I have been recently running across AutoCAD DWG files that contain hundreds of non-purgable linetypes, some with strange names, some that appear to be nested in mysterious blocks, etc. With help from the Autodesk Forums and some independent research, I became pretty sure these were created by importing Microstation DGN files.

Working on one of these drawings, I was able to use SuperPurge to "hard" purge these linetypes, which in turn released the reference on hundreds of anonymous blocks, some dictionary entries, etc. What a mess. Upon further research, I found this (albeit 6 months old) article from Kean Walmsley titled Purging unwanted DGN linestyle data from an AutoCAD drawing using .NET which goes into detail about how and why this mess gets created.
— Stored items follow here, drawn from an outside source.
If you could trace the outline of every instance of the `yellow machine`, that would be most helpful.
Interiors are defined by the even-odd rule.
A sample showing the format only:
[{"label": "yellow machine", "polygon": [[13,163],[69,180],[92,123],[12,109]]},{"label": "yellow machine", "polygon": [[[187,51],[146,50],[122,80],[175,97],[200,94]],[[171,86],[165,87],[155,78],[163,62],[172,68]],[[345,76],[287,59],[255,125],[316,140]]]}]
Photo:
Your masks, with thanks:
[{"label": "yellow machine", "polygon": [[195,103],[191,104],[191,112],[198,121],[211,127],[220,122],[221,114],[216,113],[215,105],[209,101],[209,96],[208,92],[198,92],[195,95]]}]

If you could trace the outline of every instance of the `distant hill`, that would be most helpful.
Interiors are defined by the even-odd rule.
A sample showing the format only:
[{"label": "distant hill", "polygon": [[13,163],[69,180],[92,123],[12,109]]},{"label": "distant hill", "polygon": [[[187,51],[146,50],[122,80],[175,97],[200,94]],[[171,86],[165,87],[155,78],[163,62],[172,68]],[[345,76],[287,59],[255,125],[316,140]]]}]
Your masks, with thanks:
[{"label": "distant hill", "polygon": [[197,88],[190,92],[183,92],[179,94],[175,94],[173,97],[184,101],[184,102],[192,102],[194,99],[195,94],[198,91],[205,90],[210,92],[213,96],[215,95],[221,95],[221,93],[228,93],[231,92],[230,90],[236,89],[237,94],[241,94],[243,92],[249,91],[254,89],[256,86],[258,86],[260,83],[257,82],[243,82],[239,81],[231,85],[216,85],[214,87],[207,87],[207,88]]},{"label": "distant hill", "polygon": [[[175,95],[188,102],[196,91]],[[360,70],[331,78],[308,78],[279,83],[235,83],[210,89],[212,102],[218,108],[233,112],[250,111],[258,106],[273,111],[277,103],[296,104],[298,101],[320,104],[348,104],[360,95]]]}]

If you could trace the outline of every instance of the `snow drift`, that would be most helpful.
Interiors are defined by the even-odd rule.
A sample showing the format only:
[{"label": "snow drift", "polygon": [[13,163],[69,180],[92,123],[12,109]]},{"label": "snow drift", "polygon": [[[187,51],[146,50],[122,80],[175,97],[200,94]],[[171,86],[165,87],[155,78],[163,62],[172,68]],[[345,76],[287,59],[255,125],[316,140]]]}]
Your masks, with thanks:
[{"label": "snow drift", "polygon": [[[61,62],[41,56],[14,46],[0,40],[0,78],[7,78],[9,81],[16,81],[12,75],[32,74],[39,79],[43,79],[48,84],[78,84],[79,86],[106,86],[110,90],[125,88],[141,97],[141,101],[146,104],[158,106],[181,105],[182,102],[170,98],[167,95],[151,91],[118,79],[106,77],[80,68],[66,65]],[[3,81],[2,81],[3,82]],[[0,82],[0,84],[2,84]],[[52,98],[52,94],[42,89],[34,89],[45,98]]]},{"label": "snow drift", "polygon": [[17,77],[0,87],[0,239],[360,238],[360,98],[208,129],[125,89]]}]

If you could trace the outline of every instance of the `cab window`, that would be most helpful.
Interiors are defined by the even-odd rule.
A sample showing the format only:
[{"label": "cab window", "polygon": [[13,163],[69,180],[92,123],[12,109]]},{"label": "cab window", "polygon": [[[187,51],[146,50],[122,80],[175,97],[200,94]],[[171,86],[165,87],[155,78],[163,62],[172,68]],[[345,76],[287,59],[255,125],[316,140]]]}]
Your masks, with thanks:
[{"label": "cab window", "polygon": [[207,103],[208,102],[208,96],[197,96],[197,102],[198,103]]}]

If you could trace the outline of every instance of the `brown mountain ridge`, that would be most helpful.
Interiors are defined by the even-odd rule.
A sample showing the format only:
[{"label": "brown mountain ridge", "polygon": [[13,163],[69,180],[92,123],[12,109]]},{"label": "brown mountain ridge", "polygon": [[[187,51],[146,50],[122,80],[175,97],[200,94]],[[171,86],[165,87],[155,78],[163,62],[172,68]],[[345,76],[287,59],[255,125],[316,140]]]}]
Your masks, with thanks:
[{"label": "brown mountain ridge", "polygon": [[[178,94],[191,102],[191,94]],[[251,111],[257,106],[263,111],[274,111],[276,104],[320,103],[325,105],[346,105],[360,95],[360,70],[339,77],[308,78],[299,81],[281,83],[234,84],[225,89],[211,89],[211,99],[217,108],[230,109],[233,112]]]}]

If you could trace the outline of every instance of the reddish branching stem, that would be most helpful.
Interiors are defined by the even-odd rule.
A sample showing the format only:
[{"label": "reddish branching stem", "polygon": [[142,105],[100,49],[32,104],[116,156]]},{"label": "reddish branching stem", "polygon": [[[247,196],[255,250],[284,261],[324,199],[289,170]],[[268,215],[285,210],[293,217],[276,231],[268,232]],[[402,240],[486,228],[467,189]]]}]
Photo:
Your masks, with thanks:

Then as if magic, yesterday Autodesk released a "hotfix tool" of sorts yesterday to specifically clean up this bloat (be sure to read the readme file for installation instructions). I ran this tool on several infected drawings and the mysterious linetypes and other bloat are deleted. It also releases the reference to many anonymous blocks, those can be purged with the built in Purge command.  

I love the fact that Autodesk released this tool, but I kind of wish it was a standalone .EXE that could operate on multiple drawings. Nevertheless, I hope this gets incorporated into the normal Purge command in a future release. Thanks Autodesk!

EDIT (June 25, 2013): Jimmy over at JTB World has a post on this, and apparently discovered that this tool could lead to data loss under certain circumstances. The download has been removed from the Autodesk website for now. According to comments here and on JTB World, Kean is working on an update and it will be released soon.

EDIT (July 30, 2013):
An updated HotFix was released on July 23, 2013, you can find it here: http://usa.autodesk.com/getdoc/id=DL22002791

EDIT (January 9, 2014):
Kean has posted some new code with an explanation.

EDIT (March 28, 2014):
AutoCAD 2015 and AutoCAD LT 2015 both include the ability to purge DGN linetype bloat. It's now built into the regular Purge command. See this post for more information.


Hi RK,

A small speedbump: thanks to Jimmy Bergmark, we've identified an issue with the tool. It currently purges strokes that are needed to display compound linestyle components.

I've addressed it from my side: I'll post the code to my blog, this week, and we're working on updating the tool. So we've unpublished it, for now, pending the work needed to re-release it.



Kean, is there any harm in using the original tool, assuming I don't want to preserve anything DGN related? Thanks.

There's no harm, as such, if you don't care about the DGN data: certain linetypes based on DGN linestyles will be broken (i.e. won't display as intended), though.


Unfortunately someone here at some point imported a DGN file and the resulting mess has spread to numerous DWG files. We are cleaning them as we go and have no use for any leftover DGN stuff - thanks for the info and reply Kean. Hope you can get this in the core PURGE command for 2015/16....

Through the Interface


Interesting. I assumed that this was just something unique to our office. These linetypes are very "viral-ish". We were able to track it back to some drawings provided by one of our clients.

We found that doing a DXFOUT, then opening the DXF will allow these linetypes to be purged. I ended up writing a Autolisp routine that would create a script that created the DXF, opened it, purged it, and resaved it as a DWG.

We also added (GetFilterTable "LTYPE" "*Tapered Dash*") to our startup to alert the user if the drawing they were opening was "infected". (GetFilterTable code source: http://forums.autodesk.com/t5/Visual-LISP-AutoLISP-and-General/Using-wildcards-in-tblsearch/td-p/882908)


Good idea regarding the startup function to detect this garbage. I'll be working on that tomorrow :-)


After a few years off, I decided to start my blog back up again with this very topic as my first post. And wouldn't you know it, you beat me to it by a couple of weeks. Editor's note: Here is a link to Ralph's post on this topic.

I agree to the fact that non-purgable file types have always been a headache for all those who deal with line types. I have not dealt with the Linetype manager before and I am glad that I could know about it in detail from this article.